Resultado: 300 mil pessoas lotaram a Praça da Sé, clamando entusiasticamente por eleições diretas, aplaudindo freneticamente os oradores. Fotos panorâmicas da multidão, encimada pelas torres da Catedral da Sé, dominaram a capa dos principais jornais e das revistas do País. O Jornal Nacional noticiou o comício como parte das comemorações do aniversário de São Paulo. Um marco, apesar de discreto, pois os comícios anteriores haviam sido mencionados nos noticiários locais das afiliadas da Globo.

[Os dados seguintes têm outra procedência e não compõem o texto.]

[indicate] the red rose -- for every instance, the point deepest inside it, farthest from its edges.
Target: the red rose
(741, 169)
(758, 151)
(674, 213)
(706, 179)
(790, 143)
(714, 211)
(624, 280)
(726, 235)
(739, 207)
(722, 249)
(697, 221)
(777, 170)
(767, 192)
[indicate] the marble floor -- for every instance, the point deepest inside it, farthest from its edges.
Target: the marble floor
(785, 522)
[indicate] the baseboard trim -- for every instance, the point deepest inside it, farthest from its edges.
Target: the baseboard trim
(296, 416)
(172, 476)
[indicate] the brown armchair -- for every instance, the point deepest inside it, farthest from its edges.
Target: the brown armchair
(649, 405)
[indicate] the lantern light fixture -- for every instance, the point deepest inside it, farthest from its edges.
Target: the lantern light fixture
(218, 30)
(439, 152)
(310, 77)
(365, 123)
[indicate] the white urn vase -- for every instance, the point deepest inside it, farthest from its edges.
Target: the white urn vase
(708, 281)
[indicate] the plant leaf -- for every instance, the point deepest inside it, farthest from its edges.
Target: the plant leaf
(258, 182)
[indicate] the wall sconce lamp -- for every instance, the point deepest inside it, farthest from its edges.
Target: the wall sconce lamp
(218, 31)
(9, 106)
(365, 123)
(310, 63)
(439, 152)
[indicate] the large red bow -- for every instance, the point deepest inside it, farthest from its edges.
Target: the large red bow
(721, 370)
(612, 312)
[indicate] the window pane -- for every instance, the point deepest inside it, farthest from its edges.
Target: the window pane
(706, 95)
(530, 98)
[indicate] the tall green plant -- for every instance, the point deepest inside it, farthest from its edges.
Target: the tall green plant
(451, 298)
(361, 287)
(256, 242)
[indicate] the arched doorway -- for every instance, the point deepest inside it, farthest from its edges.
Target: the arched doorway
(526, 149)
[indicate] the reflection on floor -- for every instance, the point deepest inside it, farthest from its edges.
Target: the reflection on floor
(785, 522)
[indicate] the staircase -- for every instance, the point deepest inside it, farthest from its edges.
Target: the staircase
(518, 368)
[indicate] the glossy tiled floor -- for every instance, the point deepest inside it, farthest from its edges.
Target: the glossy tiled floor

A partir daí, a campanha incendiou o país, comícios se multiplicaram pelas capitais e cidades mais importantes, com Ulysses como comandante, sempre escoltado de perto por Tancredo e Montoro. Lula marcava presença. O comício do Rio de Janeiro, na Candelária, organizado por Brizola, e o segundo em São Paulo, no Vale do Anhangabaú, foram os pontos altos da caminhada, reunindo um caudal de um milhão de brasileiros cada.

Num dos comícios no Nordeste, não me lembro exatamente qual, Ulysses me disse ao ouvido. “Serrano, peça ao locutor que me anuncie como o Senhor Diretas”. Alguém se referira a ele assim, de passagem, num jornal e Ulysses, com sua sensibilidade política, imediatamente percebeu que seria uma marca perfeita para sua jornada.

Assim o “Senhor Diretas” liderou uma das mais belas páginas da história política brasileira. Fortaleceu ainda mais o prestígio e o respeito que a população já nutria por sua figura, algo quixotesca, mas absolutamente necessária para lançar estocadas a um regime militar que já se estendia por 20 anos, acumulava fracassos, mas resistia em retirar-se. E teve raízes para barrar as eleições diretas para Presidente em um Congresso ainda manietado por duas décadas de manobras autoritárias.

Mas foi a campanha liderada pelo “Senhor Diretas” que abriu a possibilidade de que seu “alter ego”, o conciliador Tancredo Neves, minasse o regime por dentro e conquistasse a Presidência pelo tortuoso caminho do Colégio Eleitoral, anunciando uma “Nova República”. Como se fosse aliado do regime moribundo, o destino pregou uma peça nos brasileiros, tirou Tancredo de cena e abriu as portas para que seu vice, Sarney, oriundo da velha República, ocupasse o Planalto.

Diante do imprevisto e inesperado, coube ao “Senhor Diretas” manter a chama acesa, liderando, estimulando, moderando os intensos debates políticos que fizeram nascer, três anos depois, a “Constituição Cidadã”, sacramentando, entre outros direitos dos brasileiros, a eleição direta para a Presidência da República.